Meu Deus, - ele pensou - é um ser humano quem está aqui, neste estado de miséria e desalento. Esta pobre senhora poderia ser minha mãe ou avó, e se encontra jogada na calçada, abandonada, sem ter qualquer um que vele por sua vida.
Já cansara de ver mendigos pelas ruas e vez ou outra passava direto sem se importar muito; noutras dava alguma esmola para aliviar um certo sentimento de culpa por olhar alguém em situação tão drástica e nada fazer. Mas nunca sentira algo como agora. Por causa do olhar daquela senhora. Já o vira antes.

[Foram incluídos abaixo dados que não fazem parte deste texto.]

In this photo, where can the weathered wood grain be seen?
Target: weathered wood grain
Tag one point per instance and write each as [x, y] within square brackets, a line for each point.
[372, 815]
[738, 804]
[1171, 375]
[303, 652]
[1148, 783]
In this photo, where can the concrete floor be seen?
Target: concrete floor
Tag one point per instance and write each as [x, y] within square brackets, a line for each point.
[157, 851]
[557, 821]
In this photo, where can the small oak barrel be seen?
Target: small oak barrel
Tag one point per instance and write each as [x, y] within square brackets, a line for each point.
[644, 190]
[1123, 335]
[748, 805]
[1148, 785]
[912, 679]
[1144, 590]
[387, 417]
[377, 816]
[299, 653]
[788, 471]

Marcos ouviu a senhora agradecer com um Deus te ajude já decorado e recitado mecanicamente inúmeras vezes, mas que revelava gratidão.
Preso à sentimentos contraditórios, afastou-se um pouco, mas uma idéia lhe ocorreu e não permitiu que se fosse: não tinha como minorar o sofrimento daquela mulher pelo resto de seus dias, porque não tinha condição financeira para resolver um problema social imenso como aquele, pois a cada esquina do centro da cidade via um mendigo. Mas e se pudesse lhe comprar a alforria de um dia de liberdade, onde ela não tivesse mais que continuar pedindo e pudesse voltar para casa e descansar um pouco? E se lhe oferecesse o valor que ela demoraria todo o dia para ganhar, se é que viesse a ganhar, estaria ela disposta a abandonar aquela rua naquele mesmo instante e voltar para sua casa?
Marcos calculou: tinha acabado de receber seu salário do mês, podia apertar um pouco as contas e fazer aquela doação. Mas ela aceitaria e compreenderia aquele seu gesto ou não? Marcos agachou-se ao lado da velhinha e disse:
- Senhora, qual o seu nome?
A idosa pareceu não compreender porque um estranho que acabara de lhe dar uma esmola voltara atrás e lhe perguntava seu nome. Sem olhar no seu rosto, respondeu numa voz rouca e cansada:
- Maria, mio fio.
- Ô Dona Maria, vou dar um dinheiro maior pra senhora ir embora pra casa descansar um pouco por hoje. Amanhã a senhora pode voltar. Mas por hoje, quero que a senhora sinta como se já tivesse ganho seu dia e vá descansar. O que é que a senhora acha?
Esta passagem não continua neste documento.